Dino Waldren
- Born: July 11, 1991 (age 34) Crockett, California, U.S.
- Height: 6 ft 0 in (1.83 m)
- Weight: 245 lb (17 st 7 lb; 111 kg)
- School: De La Salle High School
- University: Saint Mary's College of California

Rugby union career
- Position: Prop
- Current team: NOLA Gold

Amateur team(s)
- Years: Team / Apps / (Points)
- Blackrock College RFC

Senior career
- Years: Team / Apps / (Points)
- 2017–2018: London Scottish / 15 / (25)
- 2019: San Diego Legion / 5 / (0)
- 2020–: New Orleans Gold / 5 / (10)
- Correct as of 30 December 2020

International career
- Years: Team / Apps / (Points)
- 2016–: United States / 21 / (5)
- Correct as of 10 July 2021

= Dino Waldren =

American rugby union player (born 1991)

Dino Waldren (born July 11, 1991) is an American rugby union player who plays the prop position for NOLA Gold in Major League Rugby (MLR). He also plays for the United States national rugby union team.
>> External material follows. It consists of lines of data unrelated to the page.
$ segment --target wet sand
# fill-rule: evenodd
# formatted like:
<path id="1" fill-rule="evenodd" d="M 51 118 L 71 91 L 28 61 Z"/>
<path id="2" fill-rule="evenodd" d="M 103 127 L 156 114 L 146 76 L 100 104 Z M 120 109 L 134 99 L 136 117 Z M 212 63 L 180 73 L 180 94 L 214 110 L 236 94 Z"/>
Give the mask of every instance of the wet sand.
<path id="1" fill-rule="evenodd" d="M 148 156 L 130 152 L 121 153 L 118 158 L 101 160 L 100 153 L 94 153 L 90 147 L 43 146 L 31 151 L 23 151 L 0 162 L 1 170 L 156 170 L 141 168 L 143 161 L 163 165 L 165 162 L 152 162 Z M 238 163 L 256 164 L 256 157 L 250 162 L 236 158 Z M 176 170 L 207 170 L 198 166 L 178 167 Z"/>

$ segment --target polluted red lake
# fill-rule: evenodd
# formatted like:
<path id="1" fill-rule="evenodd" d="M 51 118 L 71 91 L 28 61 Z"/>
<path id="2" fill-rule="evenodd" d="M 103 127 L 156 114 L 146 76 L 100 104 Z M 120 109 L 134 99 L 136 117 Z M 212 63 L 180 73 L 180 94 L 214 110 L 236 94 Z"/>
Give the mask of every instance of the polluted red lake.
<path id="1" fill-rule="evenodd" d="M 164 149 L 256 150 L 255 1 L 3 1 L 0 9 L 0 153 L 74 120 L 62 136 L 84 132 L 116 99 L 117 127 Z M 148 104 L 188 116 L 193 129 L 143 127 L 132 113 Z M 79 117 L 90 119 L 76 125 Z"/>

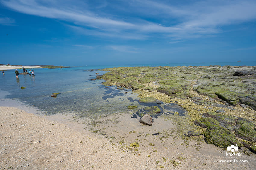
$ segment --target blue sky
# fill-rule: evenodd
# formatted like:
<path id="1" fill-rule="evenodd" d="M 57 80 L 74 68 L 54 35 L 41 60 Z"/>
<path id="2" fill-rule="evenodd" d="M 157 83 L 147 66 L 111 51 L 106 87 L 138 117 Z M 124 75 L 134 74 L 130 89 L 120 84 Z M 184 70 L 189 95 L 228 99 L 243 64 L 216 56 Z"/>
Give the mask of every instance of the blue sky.
<path id="1" fill-rule="evenodd" d="M 0 0 L 0 64 L 256 61 L 256 1 Z"/>

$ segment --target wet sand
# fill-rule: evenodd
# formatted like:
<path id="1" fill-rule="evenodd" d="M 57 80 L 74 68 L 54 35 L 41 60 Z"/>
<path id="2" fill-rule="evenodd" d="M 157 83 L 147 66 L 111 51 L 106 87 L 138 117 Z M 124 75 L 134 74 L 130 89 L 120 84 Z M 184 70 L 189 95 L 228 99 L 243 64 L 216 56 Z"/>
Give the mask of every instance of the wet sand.
<path id="1" fill-rule="evenodd" d="M 44 67 L 41 66 L 0 66 L 0 70 L 12 70 L 13 69 L 22 69 L 23 67 L 25 68 L 44 68 Z"/>
<path id="2" fill-rule="evenodd" d="M 160 118 L 149 126 L 120 113 L 99 118 L 101 130 L 95 133 L 89 130 L 93 126 L 89 121 L 74 121 L 73 115 L 66 115 L 43 116 L 0 107 L 0 169 L 256 169 L 256 155 L 245 148 L 235 159 L 248 163 L 218 162 L 231 158 L 224 158 L 222 149 L 204 141 L 185 142 L 176 137 L 177 127 L 171 121 Z M 152 135 L 155 131 L 159 134 Z M 135 142 L 139 147 L 130 146 Z"/>

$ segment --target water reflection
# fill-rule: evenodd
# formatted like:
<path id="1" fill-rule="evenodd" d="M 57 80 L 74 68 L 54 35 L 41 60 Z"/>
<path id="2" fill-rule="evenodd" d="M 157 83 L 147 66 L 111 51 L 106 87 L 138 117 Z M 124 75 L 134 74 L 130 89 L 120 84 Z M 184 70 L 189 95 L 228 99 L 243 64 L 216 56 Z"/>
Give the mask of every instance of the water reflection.
<path id="1" fill-rule="evenodd" d="M 20 78 L 16 78 L 16 81 L 17 82 L 17 86 L 20 87 Z"/>

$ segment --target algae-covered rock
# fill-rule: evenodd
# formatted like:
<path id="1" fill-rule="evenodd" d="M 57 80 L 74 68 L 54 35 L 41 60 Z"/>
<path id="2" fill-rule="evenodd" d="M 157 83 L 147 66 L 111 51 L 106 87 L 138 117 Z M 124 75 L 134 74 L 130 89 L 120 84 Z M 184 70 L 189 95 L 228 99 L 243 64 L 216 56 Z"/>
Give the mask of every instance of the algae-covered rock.
<path id="1" fill-rule="evenodd" d="M 127 106 L 127 108 L 129 109 L 133 109 L 138 108 L 138 106 Z"/>
<path id="2" fill-rule="evenodd" d="M 110 84 L 110 82 L 108 81 L 106 81 L 105 82 L 104 82 L 102 83 L 101 84 L 102 85 L 108 85 Z"/>
<path id="3" fill-rule="evenodd" d="M 141 109 L 136 112 L 136 114 L 140 117 L 142 117 L 145 115 L 149 114 L 152 117 L 157 118 L 158 116 L 161 115 L 161 110 L 158 106 L 153 106 Z"/>
<path id="4" fill-rule="evenodd" d="M 136 147 L 138 148 L 138 147 L 139 147 L 139 144 L 137 142 L 135 142 L 134 143 L 131 143 L 131 145 L 130 145 L 130 146 L 131 146 L 132 147 Z"/>
<path id="5" fill-rule="evenodd" d="M 250 150 L 252 152 L 253 152 L 256 154 L 256 146 L 255 146 L 255 145 L 252 146 L 250 148 Z"/>
<path id="6" fill-rule="evenodd" d="M 151 126 L 153 123 L 152 117 L 149 115 L 146 114 L 140 118 L 139 122 L 147 125 Z"/>
<path id="7" fill-rule="evenodd" d="M 228 91 L 220 91 L 215 92 L 218 97 L 233 106 L 236 106 L 239 103 L 238 98 L 239 94 L 235 92 Z"/>
<path id="8" fill-rule="evenodd" d="M 167 104 L 164 106 L 164 108 L 172 113 L 177 112 L 180 116 L 185 116 L 185 113 L 187 112 L 186 109 L 180 106 L 176 103 Z"/>
<path id="9" fill-rule="evenodd" d="M 174 94 L 181 93 L 183 90 L 181 88 L 168 88 L 165 86 L 161 86 L 158 88 L 157 91 L 168 96 L 171 96 Z"/>
<path id="10" fill-rule="evenodd" d="M 131 82 L 129 83 L 129 84 L 133 90 L 140 89 L 142 88 L 145 87 L 143 85 L 135 81 Z"/>
<path id="11" fill-rule="evenodd" d="M 237 137 L 245 140 L 256 142 L 256 125 L 249 120 L 239 118 L 235 127 Z"/>
<path id="12" fill-rule="evenodd" d="M 156 106 L 147 107 L 143 108 L 145 112 L 148 113 L 152 114 L 153 113 L 158 113 L 161 112 L 161 110 L 159 108 Z"/>
<path id="13" fill-rule="evenodd" d="M 52 94 L 56 94 L 56 95 L 57 94 L 58 94 L 60 93 L 53 93 Z"/>
<path id="14" fill-rule="evenodd" d="M 200 135 L 200 133 L 198 132 L 195 132 L 193 131 L 190 130 L 188 132 L 188 136 L 199 136 Z"/>
<path id="15" fill-rule="evenodd" d="M 220 125 L 220 123 L 218 121 L 212 118 L 200 118 L 199 119 L 195 120 L 194 123 L 195 125 L 206 128 Z"/>
<path id="16" fill-rule="evenodd" d="M 153 97 L 146 97 L 141 98 L 139 101 L 142 103 L 156 103 L 159 100 Z"/>
<path id="17" fill-rule="evenodd" d="M 235 76 L 243 76 L 252 75 L 254 73 L 253 71 L 249 71 L 247 70 L 239 71 L 235 72 L 234 75 Z"/>
<path id="18" fill-rule="evenodd" d="M 216 119 L 223 126 L 225 126 L 226 124 L 234 125 L 237 120 L 237 118 L 215 112 L 204 113 L 203 115 L 205 117 L 212 118 Z"/>
<path id="19" fill-rule="evenodd" d="M 153 88 L 151 87 L 150 87 L 150 86 L 146 87 L 145 88 L 143 88 L 143 90 L 150 90 L 152 88 Z"/>
<path id="20" fill-rule="evenodd" d="M 149 77 L 143 77 L 139 79 L 139 82 L 143 84 L 146 84 L 150 82 L 150 79 Z"/>
<path id="21" fill-rule="evenodd" d="M 245 97 L 239 96 L 240 103 L 249 106 L 254 110 L 256 109 L 256 96 L 255 95 Z"/>
<path id="22" fill-rule="evenodd" d="M 57 95 L 56 94 L 52 94 L 52 96 L 51 96 L 51 97 L 57 97 Z"/>
<path id="23" fill-rule="evenodd" d="M 226 148 L 231 145 L 241 144 L 233 133 L 219 126 L 211 126 L 206 130 L 204 134 L 205 140 L 208 144 L 213 144 L 220 148 Z"/>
He previously played for the London Scottish professional team in the English second division, the RFU Championship.

==Career==
Waldren is from Crockett, California, in the San Francisco Bay Area. He attended De La Salle High School. He played college rugby with the Saint Mary's Gaels in California, and was named as an All-American in 2015 and again in 2016. During autumn 2016, Waldren played for Blackrock College in Dublin, in Division 2A of the All-Ireland League.
Waldren signed with the London Scottish in August 2017 for the 2017–18 season.

==U.S. national team==
Waldren debuted for the U.S. national team during the November 2016 tests under head coach John Mitchell, coming on as a substitute against Romania. Waldren also featured for the U.S. during 2017, playing in both the 2017 Americas Rugby Championship and the June international tests.